Is it safe for GPG to compress all messages prior to encryption by default?

Question

By default, GPG compresses text during encryption.

Additionally, RFC 4880 says:

2.3. Compression

OpenPGP implementations SHOULD compress the message after applying the signature but before encryption.

We know that encryption does not attempt to hide the data length, and that in certain circumstances, this property makes it possible for an attacker who can execute a limited chosen plaintext attack to learn more about the full plaintext (see CRIME, BREACH, etc.).

To quote Thomas Pornin:

The one-line executive summary is that thou shalt not compress.

Is it safe behavior for OpenPGP implementations to compress messages by default? Does it make sense to disable this behavior?

score 14 · Accepted Answer · edited Oct 07 '21 at 06:58

Encryption leaks data length: for any given input message, the encrypted output will have a length which will be close to that of the input message. If using a padding-less encryption mode (e.f. CFB, as used in the OpenPGP format that PGP implements), then the cleartext data length can be recovered exactly. This is a property common to all encryption systems, and it is the reason why traffic analysis is a powerful attack tool.

Compression does not qualitatively change this issue, but it can worsen it. Compression makes data length dependent on data contents, so it can leak extra information. For instance, consider a payment system for some Web site: the customer sends his credit card information to the site, which then forwards the credit card number, along with the transfer amount and the current date, to a partner bank. Suppose that each such message is to be encrypted with OpenPGP, and has a fixed-length format (16 characters for the credit card number, and so on). The fixed length is meant to deter traffic analysis. However, with compression active, this is not so: the message will be shorter if the amount or the current date contains digit patterns which are also found in the credit card number. The attacker knows the current date, and can infer the transfer amount (it must match the price of one of the items which are sold on the site), so the leak can be exploited to gain some partial information on the credit card number.

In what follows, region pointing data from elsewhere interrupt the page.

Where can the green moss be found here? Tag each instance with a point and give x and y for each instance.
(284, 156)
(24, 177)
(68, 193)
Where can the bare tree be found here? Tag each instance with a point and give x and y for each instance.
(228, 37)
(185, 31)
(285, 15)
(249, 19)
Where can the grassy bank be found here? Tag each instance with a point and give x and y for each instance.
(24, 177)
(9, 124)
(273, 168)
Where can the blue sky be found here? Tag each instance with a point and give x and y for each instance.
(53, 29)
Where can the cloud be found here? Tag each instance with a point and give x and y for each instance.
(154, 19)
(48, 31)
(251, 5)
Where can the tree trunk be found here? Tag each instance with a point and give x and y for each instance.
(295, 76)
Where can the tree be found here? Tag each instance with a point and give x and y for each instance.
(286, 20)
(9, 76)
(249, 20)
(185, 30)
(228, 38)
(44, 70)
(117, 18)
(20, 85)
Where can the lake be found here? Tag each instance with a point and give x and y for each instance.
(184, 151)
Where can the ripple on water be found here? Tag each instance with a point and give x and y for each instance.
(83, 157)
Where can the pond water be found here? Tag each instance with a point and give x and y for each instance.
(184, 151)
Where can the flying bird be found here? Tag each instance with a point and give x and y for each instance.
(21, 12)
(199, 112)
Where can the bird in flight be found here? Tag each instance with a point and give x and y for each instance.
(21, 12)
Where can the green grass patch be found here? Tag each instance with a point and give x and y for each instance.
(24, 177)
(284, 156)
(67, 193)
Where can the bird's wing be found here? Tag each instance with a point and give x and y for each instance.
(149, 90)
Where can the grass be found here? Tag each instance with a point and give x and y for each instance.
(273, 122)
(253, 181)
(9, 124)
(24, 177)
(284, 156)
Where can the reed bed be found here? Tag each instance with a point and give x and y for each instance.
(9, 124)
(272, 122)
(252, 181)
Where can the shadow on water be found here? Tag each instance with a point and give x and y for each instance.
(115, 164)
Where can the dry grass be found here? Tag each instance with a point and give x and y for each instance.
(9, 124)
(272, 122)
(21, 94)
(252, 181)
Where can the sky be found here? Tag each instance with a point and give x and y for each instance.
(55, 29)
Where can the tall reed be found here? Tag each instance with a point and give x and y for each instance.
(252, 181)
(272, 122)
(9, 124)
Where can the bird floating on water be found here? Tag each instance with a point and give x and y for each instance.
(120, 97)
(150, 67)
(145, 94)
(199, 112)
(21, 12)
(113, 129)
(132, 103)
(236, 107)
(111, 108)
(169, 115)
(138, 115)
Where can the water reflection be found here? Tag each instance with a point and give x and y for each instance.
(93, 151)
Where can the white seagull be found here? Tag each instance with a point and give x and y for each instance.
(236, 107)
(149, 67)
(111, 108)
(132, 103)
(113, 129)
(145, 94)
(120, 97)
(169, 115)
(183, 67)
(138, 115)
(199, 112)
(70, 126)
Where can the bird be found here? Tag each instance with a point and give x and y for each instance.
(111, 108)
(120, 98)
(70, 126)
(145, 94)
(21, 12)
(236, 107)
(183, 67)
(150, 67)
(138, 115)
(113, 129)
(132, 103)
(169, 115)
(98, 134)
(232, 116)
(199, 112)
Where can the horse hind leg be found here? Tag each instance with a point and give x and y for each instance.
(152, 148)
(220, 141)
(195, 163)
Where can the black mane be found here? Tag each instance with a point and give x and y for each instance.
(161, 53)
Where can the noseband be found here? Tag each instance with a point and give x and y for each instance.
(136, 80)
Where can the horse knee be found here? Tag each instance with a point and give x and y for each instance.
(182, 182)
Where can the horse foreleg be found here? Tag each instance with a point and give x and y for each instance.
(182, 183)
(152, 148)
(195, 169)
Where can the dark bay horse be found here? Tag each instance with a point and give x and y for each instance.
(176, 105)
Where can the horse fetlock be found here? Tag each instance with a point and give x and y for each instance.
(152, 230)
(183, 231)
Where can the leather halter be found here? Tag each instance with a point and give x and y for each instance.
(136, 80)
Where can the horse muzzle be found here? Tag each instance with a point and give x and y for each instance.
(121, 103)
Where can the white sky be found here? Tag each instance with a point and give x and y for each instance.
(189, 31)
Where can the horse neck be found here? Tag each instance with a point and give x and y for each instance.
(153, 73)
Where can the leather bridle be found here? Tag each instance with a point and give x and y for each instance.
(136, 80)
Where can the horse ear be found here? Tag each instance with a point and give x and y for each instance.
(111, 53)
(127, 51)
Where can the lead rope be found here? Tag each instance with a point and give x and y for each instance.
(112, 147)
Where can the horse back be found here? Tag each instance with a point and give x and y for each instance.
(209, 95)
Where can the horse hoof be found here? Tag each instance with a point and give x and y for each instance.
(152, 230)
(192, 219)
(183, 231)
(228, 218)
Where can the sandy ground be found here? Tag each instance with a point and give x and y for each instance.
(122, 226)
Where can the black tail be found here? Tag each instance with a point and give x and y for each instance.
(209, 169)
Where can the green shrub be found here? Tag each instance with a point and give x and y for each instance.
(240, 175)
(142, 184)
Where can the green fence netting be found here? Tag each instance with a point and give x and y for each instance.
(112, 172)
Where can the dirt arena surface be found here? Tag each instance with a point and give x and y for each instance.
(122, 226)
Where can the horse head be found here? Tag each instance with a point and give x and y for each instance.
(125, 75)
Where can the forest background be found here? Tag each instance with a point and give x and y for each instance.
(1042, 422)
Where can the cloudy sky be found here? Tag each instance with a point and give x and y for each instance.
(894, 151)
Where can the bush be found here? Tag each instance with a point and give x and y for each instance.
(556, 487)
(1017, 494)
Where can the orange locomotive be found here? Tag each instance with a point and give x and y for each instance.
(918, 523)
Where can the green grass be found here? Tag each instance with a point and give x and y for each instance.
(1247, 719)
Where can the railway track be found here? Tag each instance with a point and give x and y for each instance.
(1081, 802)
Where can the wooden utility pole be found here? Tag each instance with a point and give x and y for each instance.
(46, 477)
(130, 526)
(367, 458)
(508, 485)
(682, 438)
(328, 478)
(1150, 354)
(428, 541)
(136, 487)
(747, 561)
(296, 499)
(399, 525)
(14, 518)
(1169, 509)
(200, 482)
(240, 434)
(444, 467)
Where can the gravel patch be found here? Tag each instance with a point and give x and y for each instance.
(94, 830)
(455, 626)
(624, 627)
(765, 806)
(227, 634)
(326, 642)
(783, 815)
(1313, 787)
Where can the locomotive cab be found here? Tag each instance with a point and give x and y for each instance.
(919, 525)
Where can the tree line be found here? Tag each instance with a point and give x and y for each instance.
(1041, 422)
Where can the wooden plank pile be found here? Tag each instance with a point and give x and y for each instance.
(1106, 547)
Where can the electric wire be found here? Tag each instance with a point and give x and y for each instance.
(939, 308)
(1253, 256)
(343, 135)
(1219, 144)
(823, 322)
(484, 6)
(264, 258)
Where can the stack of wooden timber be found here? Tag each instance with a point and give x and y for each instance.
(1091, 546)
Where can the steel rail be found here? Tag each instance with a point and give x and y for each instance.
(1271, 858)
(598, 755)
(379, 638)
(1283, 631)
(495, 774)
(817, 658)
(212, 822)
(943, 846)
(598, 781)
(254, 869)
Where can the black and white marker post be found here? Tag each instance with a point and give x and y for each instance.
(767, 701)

It is all a matter of context. The Web and HTTPS offer some characteristics which make exploitation quite effective:

The victim's browser includes the target secret (a cookie) in each request it sends, at a predictable place, and always the same value.
The attacker can inject hostile code (Javascript) which can arrange for triggering requests at will, hundreds of them, without anything showing up on the user's screen.
The hostile code from the attacker gets to add a lot of data of its own choosing along with the secret value. This is a chosen-plaintext attack.

Thanks to these characteristics, CRIME works (well, not anymore since browsers don't support TLS-level compression, but it used to work). But they don't apply to usual OpenPGP usage contexts. PGP was meant for emails, with a human painfully typing each message, and another human reading them at the other end. No hostile code, no or very little chosen plaintext, and the fuzziness of human language moving around secret values.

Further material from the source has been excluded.